Im Zwölf-Marken-Konzern Volkswagen hängt viel von der Perspektive ab. Schaut man aus der Vogelperspektive auf die Zahlen, die der Autohersteller am Donnerstag für seine weltumspannenden Geschäfte veröffentlichte, sehen sie überraschend gut aus. Weil es sogar besser läuft als gedacht, hob der Konzern die Umsatzprognose für dieses Jahr an. Schaut man sich jedoch die Details an, wird deutlich, wie tief die Spuren sind, die die Abgasaffäre hinterlässt – vor allem bei der Kernmarke VW. Dort ist der Gewinn im vergangenen Quartal massiv eingebrochen.
Der Konzern sprach insgesamt von einem „soliden Ergebnis“. Vorstandschef Matthias Müller sagte: „Unser Zukunftsprogramm und das aktuelle Quartalsergebnis belegen: Der Konzern ist voll handlungsfähig – trotz aller aktuellen Belastungen.“ Erst am Dienstag hatte ein US-Gericht einem Vergleich im Dieselskandal zugestimmt, der Volkswagen mehr als 15 Milliarden Euro kosten wird.
Doch die finanziellen Nachwirkungen der Manipulationen an weltweit mehr als elf Millionen Fahrzeugen bremsen Volkswagen insgesamt nicht aus. Nach dem stabilen dritten Quartal ist man in Wolfsburg zuversichtlicher für das Gesamtjahr.
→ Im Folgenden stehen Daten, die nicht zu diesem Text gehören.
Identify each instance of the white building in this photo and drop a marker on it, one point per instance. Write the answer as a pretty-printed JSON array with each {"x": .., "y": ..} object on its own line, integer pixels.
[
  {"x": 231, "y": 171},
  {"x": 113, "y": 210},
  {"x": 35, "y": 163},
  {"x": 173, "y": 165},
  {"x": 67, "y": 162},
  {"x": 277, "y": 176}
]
Die Erlöse sollen auf dem Vorjahresniveau von gut 200 Milliarden Euro liegen, statt um bis zu fünf Prozent zu schrumpfen. Nach neun Monaten hat der Konzern mit knapp 160 Milliarden Euro ebenso viel Umsatz eingefahren wie vor Jahresfrist.
Mehr Gewinn, als Analysten erwartet hatten
Bereinigt um die Lasten des Abgasskandals und anderer Sondereinflüsse verdiente der VW-Konzern im dritten Quartal mehr als Analysten erwartet hatten: Das bereinigte Ergebnis vor Zinsen und Steuern stieg von Juli bis September im Vergleich zum Vorjahreszeitraum um 17 Prozent auf 3,75 Milliarden Euro. Analysten hatten dagegen mit einem Rückgang um drei Prozent auf 3,1 Milliarden Euro gerechnet. Unter dem Strich schrieb der Wolfsburger Konzern einen Gewinn von 2,3 Milliarden Euro. Seit Jahresanfang hat Volkswagen 7,6 Millionen Fahrzeuge verkauft, 2,4 Prozent mehr als im Vorjahreszeitraum. „Die Verkaufszahlen und die Ergebnisgrößen nach neun Monaten liegen über dem, was man zu Jahresbeginn erwarten durfte, aber auch über den Markterwartungen“, sagte Frank Schwope, Autoanalyst bei der NordLB. Allerdings dürfe man nicht außer Acht lassen, dass die Verkaufszahlen ohne den chinesischen Markt rückläufig gewesen wären. VW ist in China Marktführer. Wie andere Hersteller auch profitiert der Konzern dort von Steuererleichterungen für Autos. Diese sollen aber auslaufen. Schwope zufolge dürfte sich 2017 für Volkswagen „im Reich der Mitte eine neue Baustelle auftun“.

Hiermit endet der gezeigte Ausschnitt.